Concepts

A number of concepts are helpful to understand prior to using ready4.

1: Model
2: Module
3: Modelling project
4: Reproducible research
5: Transferability

1 - Model

ready4 represents youth mental health systems in computer code.

A model is a simplified representation of a system of interest. In the way we use the term, we also mean that a model is:

abstract and general (i.e. largely free of non-modifiable data, including numeric values, that are assumption- or context- specific) and
a tool (i.e. a model can be used to help undertake an analysis, it is not the analysis itself).

If a model is developed primarily to inform a decision or set of decisions (e.g. relating to youth mental health policy and system design) it can be called a decision model.

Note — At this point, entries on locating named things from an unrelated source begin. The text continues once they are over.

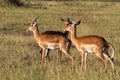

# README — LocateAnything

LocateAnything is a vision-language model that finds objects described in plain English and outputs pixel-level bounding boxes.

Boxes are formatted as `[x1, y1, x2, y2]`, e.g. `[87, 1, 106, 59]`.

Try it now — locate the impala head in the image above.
[64, 19, 81, 32]
[27, 17, 38, 32]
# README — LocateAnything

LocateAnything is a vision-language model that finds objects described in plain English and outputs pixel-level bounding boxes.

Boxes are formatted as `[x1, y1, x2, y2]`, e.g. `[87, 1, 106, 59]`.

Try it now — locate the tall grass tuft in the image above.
[0, 0, 23, 7]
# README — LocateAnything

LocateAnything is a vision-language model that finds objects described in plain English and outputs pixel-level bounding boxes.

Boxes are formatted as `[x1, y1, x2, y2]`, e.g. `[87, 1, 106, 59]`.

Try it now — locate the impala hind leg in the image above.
[57, 49, 62, 63]
[103, 53, 115, 71]
[62, 49, 75, 71]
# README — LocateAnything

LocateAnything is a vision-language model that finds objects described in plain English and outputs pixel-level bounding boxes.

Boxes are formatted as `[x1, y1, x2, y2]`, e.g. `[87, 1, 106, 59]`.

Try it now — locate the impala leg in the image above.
[81, 53, 85, 71]
[57, 49, 62, 63]
[62, 49, 74, 71]
[84, 52, 88, 70]
[103, 53, 115, 71]
[45, 49, 50, 62]
[42, 49, 46, 65]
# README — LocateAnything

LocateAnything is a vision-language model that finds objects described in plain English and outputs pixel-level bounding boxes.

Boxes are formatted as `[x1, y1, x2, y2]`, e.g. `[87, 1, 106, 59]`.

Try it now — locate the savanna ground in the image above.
[0, 0, 120, 80]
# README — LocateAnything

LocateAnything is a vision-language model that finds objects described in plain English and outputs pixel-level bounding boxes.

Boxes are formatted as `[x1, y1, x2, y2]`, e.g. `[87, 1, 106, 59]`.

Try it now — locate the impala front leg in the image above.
[41, 48, 46, 65]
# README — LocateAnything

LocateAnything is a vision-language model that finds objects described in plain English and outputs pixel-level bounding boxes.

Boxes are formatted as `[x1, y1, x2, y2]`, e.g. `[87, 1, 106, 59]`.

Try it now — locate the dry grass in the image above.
[0, 1, 120, 80]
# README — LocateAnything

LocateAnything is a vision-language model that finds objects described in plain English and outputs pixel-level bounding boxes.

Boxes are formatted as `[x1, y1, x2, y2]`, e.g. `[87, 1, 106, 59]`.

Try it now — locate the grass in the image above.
[0, 1, 120, 80]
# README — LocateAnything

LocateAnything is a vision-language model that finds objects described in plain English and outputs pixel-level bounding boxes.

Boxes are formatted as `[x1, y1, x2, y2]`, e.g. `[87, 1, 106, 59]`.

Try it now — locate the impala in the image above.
[39, 17, 72, 62]
[28, 19, 74, 67]
[65, 20, 115, 71]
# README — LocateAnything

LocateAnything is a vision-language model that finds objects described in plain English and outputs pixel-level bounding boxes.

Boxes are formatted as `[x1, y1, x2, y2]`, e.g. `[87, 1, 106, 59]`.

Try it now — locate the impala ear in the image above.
[76, 21, 81, 25]
[61, 18, 65, 22]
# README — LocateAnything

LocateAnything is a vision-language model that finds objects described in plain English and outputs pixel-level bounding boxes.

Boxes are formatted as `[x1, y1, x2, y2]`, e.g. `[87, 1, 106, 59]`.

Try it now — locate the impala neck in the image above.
[33, 27, 40, 41]
[71, 28, 77, 43]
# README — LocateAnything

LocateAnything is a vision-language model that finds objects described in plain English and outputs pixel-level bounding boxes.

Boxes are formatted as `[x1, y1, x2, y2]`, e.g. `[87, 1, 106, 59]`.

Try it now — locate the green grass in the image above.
[0, 1, 120, 80]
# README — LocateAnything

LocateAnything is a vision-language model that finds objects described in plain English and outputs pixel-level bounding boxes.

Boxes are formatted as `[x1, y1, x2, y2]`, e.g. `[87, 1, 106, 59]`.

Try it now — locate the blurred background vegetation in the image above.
[0, 0, 120, 7]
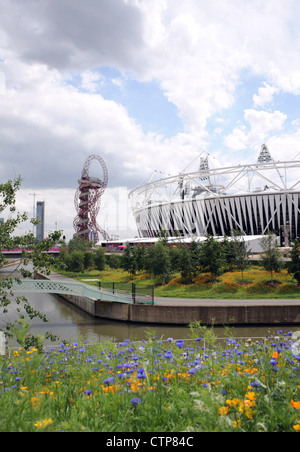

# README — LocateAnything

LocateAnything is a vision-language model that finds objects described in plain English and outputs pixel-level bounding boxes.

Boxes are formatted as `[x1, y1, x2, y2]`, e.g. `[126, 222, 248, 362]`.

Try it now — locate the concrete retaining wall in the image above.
[36, 274, 300, 325]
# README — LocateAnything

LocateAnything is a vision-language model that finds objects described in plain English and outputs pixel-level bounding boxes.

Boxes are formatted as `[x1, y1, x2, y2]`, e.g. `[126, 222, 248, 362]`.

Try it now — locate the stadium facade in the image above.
[129, 145, 300, 241]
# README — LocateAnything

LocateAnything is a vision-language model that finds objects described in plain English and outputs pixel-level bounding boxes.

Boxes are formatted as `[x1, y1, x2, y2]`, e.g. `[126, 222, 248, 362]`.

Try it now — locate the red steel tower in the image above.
[74, 155, 109, 243]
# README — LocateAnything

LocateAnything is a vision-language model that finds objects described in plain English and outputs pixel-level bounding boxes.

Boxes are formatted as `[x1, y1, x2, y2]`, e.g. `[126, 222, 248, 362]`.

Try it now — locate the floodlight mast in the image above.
[73, 155, 110, 243]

Ideally, a model should have three inter-related representations - conceptual, mathematical and computational.

Conceptual Model

A conceptual model refers to underlying theory and beliefs about a system of interest that can be described in words and pictures.

Mathematical Model

A mathematical model formalises a conceptual model as a set of equations.

Computational Model

A computational model implements the conceptual and mathematical models of a system of interest as computer code.

ready4 is a computational model of youth mental health. More specifically, the ready4 computational model is the complete set of ready4 modules.

2 - Module

ready4 is comprised of self-contained, reusable components called “modules”.

A modular computational model is one that constructed from multiple self-contained components, called modules. Each ready4 module describes a data structure and the set of algorithms that can be applied to it.

The advantages of developing ready4 as a modular model include:

each module can be independently re-used in other computational models of the people, places, platforms and programs important to the mental health of young people;
a complex model can be developed iteratively, beginning with a simple representation that is easier to validate and then progressively expanding in scope and functionality through the addition of new modules, to be validated independently and jointly; and
long term and resource intensive model development is more feasible through combining multiple independently managed and financed modelling projects.

To ensure that all ready4 modules can be safely and flexibly combined, each module is created from a template using authoring tools that support standardisation.

3 - Modelling project

A ready4 modelling project develops a computational model, adds data and runs analyses.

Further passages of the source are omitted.